I had looked at him coldly, "My father wrote it." I said and struggled to hold back a glare. He shrugged.
"I won't lie to you because he's your father." He said truthfully, "I personally don't like it." I smiled at his honest streak.

- - - - - - - ONE YEAR LATER - - - - - - -
John and I walked through the opera gardens, holding hands as we had done ever so often, the late moonlight shining onto the dew drops, making them shine like crystals on the roses. I sighed at its beauty as a smile graced my rose red lips. John Walker looked at me and smiled.

We came to the end of the trail, into a circled area, surrounded by lilies and roses, violets and carnations and any other flower you could think of, the scent nearly intoxicating.

We came to our favorite bench, talking about everything as we sat down.

"What about our future?" John suddenly asked me and I frowned.

"What about it?" I asked, confused.

"I mean you and me Christina." I hesitated.

"John you're a very dear fri-"

"Wait! Before you say anything, I want you to ask you something." He stood from the bench and knelt in front of me. I looked at him with an unreadable face, trying to hide my mixed emotions. Did I love him? I felt horribly disappointed at the lack of feeling in his touch but...

"Will you leave the name Christina Ricci behind and marry me? Will you become Christina Walker?" He asked and held out a large diamond ring.
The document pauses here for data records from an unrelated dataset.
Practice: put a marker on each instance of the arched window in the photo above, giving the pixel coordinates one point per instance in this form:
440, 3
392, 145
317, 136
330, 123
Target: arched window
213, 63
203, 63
What else do I have?… I guess this is as good as life gets. I thought and smiled at him as he slipped the ring onto my left ring finger and kiss me on the lips.

"Because that's what a ship is luv." Jack was saying and as I was pulled back into the present I realized that I had never loved John Walker. I had never even known what love felt like. I leaned further into Jack's arms that were supporting me as if from all the troubles of the world and listened, "It's not just a keel, a hole, a deck and sails... no that's what a ship needs. But what a ship is... what the Black Pearl really is... is freedom."

"I've always longed for freedom, Jack." I said truthfully. "Don't ever take it for granted that you have it." Jack looked down at me and I knew he was frowning in confusion as I slipped off the engagement ring from my finger.

"Nothing but yourself is keeping you from being free luv." I was holding the ring out over the water... I wanted to drop it... "All you have to do is let go..." and with that he took my hand and loosened my grip on the ring... I felt no remorse as I watched it fall. I turned back to the pirate captain and smiled as his lips hit mine one more time.